Stock Photography

Discussion in 'Presentation & Marketing' started by Snapper, Aug 4, 2005.

  1. Snapper

    Snapper Member

    Mar 18, 2004
    Brighton, En
    Med. Format RF
    I'm going to be taking a 6-month 'career break' shortly, and planned to use the time to a lot of photography - do what I didn't have enough time to do whilst I was working. One thing I'm looking at is taking and submitting photographs to stock libraries, but I'm completely in the dark about this area.

    Has anyone in apug gone through a similar experience and can give some advice? In particular;

    - photograph subject matter
    - size of portfolio needed
    - sources of information
    - library sites
    - expected rates
    - is there a market for b&w?
    - general experience of it all

    I shoot mostly 6x7 transparency (when I'm not doing b&w).

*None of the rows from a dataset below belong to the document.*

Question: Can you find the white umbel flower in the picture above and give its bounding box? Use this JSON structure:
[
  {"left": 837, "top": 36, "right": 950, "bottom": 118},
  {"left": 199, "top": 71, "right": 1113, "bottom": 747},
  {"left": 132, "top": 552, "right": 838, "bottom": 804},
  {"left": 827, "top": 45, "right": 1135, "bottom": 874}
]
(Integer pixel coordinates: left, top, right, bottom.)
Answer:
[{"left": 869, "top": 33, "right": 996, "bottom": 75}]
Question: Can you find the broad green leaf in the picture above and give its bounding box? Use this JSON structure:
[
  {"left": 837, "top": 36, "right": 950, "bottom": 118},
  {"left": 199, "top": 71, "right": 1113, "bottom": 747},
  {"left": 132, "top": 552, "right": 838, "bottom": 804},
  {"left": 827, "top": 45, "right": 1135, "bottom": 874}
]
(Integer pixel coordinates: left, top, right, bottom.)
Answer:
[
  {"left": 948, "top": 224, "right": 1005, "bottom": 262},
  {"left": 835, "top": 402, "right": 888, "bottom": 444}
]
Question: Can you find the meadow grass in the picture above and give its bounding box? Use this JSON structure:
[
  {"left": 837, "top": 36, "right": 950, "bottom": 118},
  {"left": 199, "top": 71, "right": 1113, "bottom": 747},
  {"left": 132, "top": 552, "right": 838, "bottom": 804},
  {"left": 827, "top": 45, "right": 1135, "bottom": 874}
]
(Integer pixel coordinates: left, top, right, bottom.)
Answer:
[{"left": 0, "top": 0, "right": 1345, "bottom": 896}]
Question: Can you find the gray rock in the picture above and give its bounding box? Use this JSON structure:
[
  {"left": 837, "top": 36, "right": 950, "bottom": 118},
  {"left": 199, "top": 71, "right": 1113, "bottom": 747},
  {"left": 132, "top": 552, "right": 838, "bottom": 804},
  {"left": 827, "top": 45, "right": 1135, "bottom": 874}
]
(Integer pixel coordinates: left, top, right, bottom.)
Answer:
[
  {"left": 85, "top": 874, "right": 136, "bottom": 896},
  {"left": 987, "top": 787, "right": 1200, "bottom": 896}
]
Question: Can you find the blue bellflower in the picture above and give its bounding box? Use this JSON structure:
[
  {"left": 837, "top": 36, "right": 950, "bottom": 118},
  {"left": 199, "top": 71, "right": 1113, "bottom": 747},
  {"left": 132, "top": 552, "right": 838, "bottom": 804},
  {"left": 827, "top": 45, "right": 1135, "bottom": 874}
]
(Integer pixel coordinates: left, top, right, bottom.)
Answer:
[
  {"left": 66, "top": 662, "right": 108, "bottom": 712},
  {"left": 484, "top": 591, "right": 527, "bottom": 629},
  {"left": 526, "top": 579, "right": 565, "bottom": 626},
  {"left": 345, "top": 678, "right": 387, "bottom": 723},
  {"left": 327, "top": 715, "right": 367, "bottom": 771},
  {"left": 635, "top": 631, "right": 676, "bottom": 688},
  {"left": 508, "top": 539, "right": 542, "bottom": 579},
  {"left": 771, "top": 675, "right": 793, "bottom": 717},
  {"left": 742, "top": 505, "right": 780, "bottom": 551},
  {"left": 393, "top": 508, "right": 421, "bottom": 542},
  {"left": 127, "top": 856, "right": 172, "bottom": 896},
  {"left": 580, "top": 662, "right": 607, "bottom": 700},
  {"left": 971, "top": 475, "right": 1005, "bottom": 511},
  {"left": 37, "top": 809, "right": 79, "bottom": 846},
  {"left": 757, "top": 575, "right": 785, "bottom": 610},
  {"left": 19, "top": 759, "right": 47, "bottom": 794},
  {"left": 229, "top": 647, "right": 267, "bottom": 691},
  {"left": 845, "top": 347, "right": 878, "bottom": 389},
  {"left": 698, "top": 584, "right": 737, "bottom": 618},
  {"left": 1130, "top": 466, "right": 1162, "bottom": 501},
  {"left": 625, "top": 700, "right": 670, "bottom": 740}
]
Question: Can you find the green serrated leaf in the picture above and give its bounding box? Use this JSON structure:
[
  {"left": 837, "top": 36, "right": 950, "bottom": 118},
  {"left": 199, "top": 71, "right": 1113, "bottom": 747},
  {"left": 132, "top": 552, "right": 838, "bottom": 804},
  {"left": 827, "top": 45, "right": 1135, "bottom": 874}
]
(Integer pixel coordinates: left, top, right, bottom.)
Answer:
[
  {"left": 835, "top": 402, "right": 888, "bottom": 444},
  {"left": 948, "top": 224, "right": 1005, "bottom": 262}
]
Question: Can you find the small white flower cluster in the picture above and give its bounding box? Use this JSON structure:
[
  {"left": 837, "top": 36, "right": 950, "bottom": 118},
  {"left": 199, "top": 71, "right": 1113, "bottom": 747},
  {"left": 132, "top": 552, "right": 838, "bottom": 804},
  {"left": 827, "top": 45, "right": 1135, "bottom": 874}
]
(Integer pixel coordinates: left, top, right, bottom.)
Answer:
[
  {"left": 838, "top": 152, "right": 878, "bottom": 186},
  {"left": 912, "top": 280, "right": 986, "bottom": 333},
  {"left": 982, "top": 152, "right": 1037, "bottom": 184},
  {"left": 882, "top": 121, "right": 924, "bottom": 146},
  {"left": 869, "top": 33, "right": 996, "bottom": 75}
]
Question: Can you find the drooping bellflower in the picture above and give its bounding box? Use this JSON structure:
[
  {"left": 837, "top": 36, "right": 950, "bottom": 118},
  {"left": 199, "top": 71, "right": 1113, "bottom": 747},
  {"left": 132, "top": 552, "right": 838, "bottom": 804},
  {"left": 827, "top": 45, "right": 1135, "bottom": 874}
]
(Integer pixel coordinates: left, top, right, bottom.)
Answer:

I guess I need a decent neg scanner, or do libraries these days expect (god forbid) digitally captured images.

    Please PM me if you like.
  2. SuzanneR

    SuzanneR Moderator Staff Member Moderator

    Sep 14, 2004
    Multi Format
    At the beginning of my career I worked for a stock house. It's extremely difficult to make a living at stock. We took 50% of all sales. Frankly, it was 50% of not much. (Although, we were strongly editorial, and less commercial- probably more money on the commercial side) If you can fill your own stock requests, you'll make more per sale. We represented a number of National Geographic photographers who were always on the road, so they didn't have time to fill stock requests. It's been years since I was in this business, but I expect that with all the amount of 'clip art' out there, it has changed dramatically. I'm sure it's become very digitized.

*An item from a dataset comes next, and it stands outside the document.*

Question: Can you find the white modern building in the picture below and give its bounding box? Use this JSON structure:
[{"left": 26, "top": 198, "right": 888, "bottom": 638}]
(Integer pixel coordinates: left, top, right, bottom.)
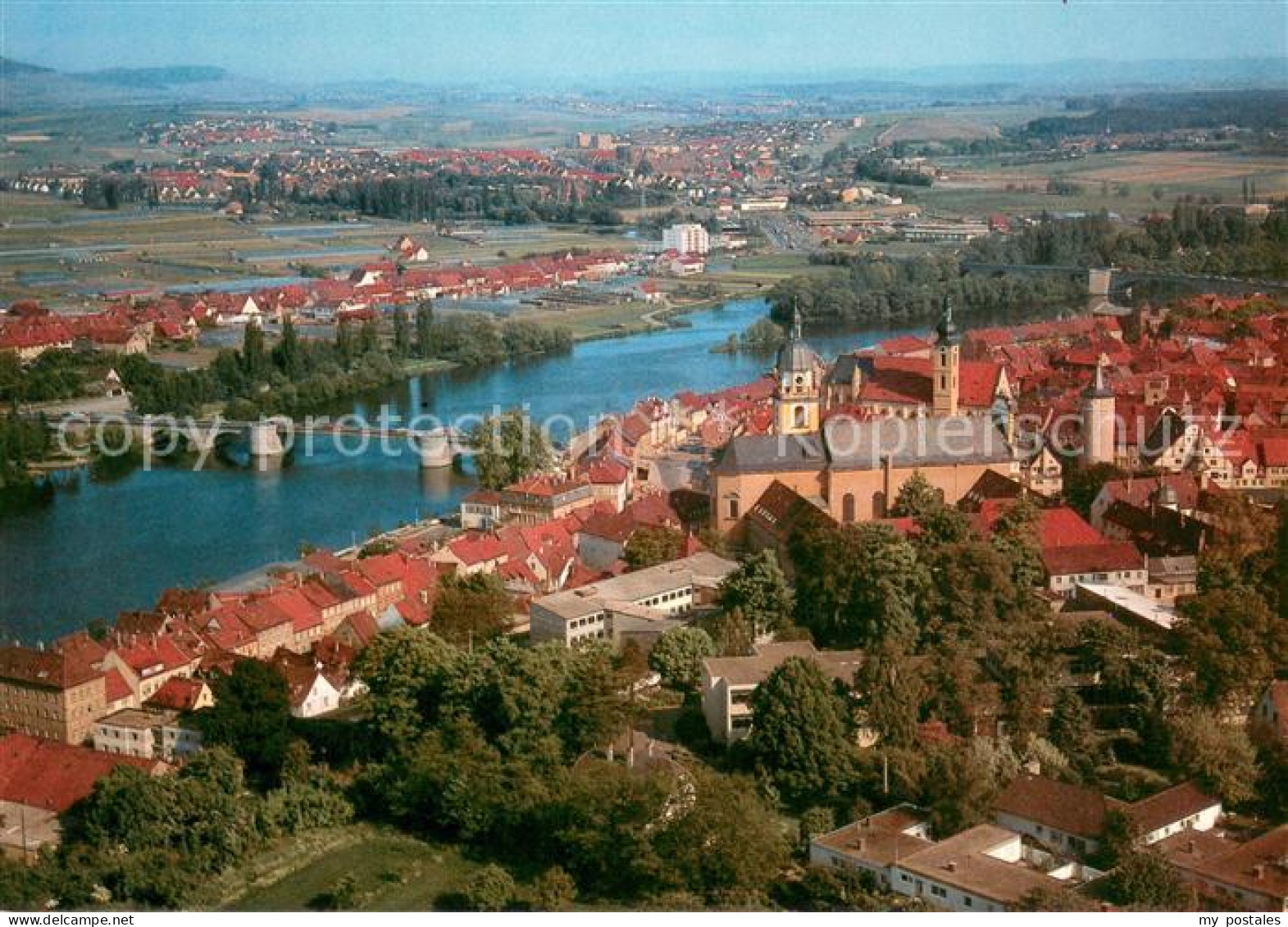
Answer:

    I would start your research with Corbis in Seattle. See what they look for in portfolios. They seem to represent everybody, now!
  3. Konical

    Konical Subscriber

    Jun 1, 2003
    Good Morning, Snapper,

    For a period of time in the eighties and nineties, I shot stock for a small agency in St. Louis. I was teaching full time, but, of course, had some free time available during the summers and weekends. Given my time constraints, I had moderate success with the stock shooting, but I certainly never came close to earning a living at it. Some of the sales I had were, I'm sure, because I shot mostly 4 x 5 (a little 6 x 7); I'm confident that some things which sold did so almost entirely because of the format. As time went on, I realized that the time and effort involved, combined with a full teaching load, made it impractical to continue. On many a perfect shooting day, I'd be looking out the classroom window, but the following weekend would end up being rainy or stomy--discouraging to a view camera shooter. In addition, the small agency I worked with tended to have a somewhat limited local market and faced increasing competition from large agencies and on-line photo collections available either free or at low cost. It's generally conceded that being successful in stock photography requires a hugh body of work and a constant up-dating of existing photos. Some stock shooters do well with a specialization, such as scientific photography or aerial photography, but it's usually a tough business for most. I had some fun with it and made enough to add some good equipment, but that's about it.

  4. wr1000

    wr1000 Member

    Aug 5, 2005
    Orlando, FL
    35mm RF
    Stock Experience

    I have found that it is easier to represent my own work than have it represented by others. Let me explain. I am a third generation photographer, and I have what adds up to 80 years worth of well archived photography. When the internet was first coming around in the early 90's, I sought to write my own stock photo site, and it worked. Now, I never competed with the likes of the big photo houses, but the real goal was met. I occupied myself during my non-assignment down time doing photo related tasks that I enjoyed. I have spent thousands of hours scanning, keywording, and editing photos for over ten years now. I have only given away commissions along the way once, for a short while, when I was being represented by an agency. Though I was happy with the commissions that I got from that venue, I wanted to do it on my own, and I did. I myself have paid people along the way to do keywording and site building for my own project. I have found a great deal of happiness doing it, and recommend it to anybody who has the spare time and devotion to do it.

    One set of tools that I recommend comes from: This software is the platform that I built my most recent stock photo site on, and it is very powerful. I am able to manage mulitple photographers, bulk list photographs, and track sales, all in one place. I never would have been able to build such a robust package on my own, and, frankly, this is the software that I had been wanting for years. WR
  5. David H. Bebbington

    David H. Bebbington Inactive

    Dec 12, 2004
    East Kent, U
    Medium Format
    Have you seen a copy of the annual publication "Photographer's Market" (2005 edition has ISBN 1-58297-277-X)? It's full of info on who wants what and in what form.

    Good luck!


    PS: As you are in England, well worth joining the Bureau of Freelance Photographers and becoming aware of BAPLA (easy to find on the web).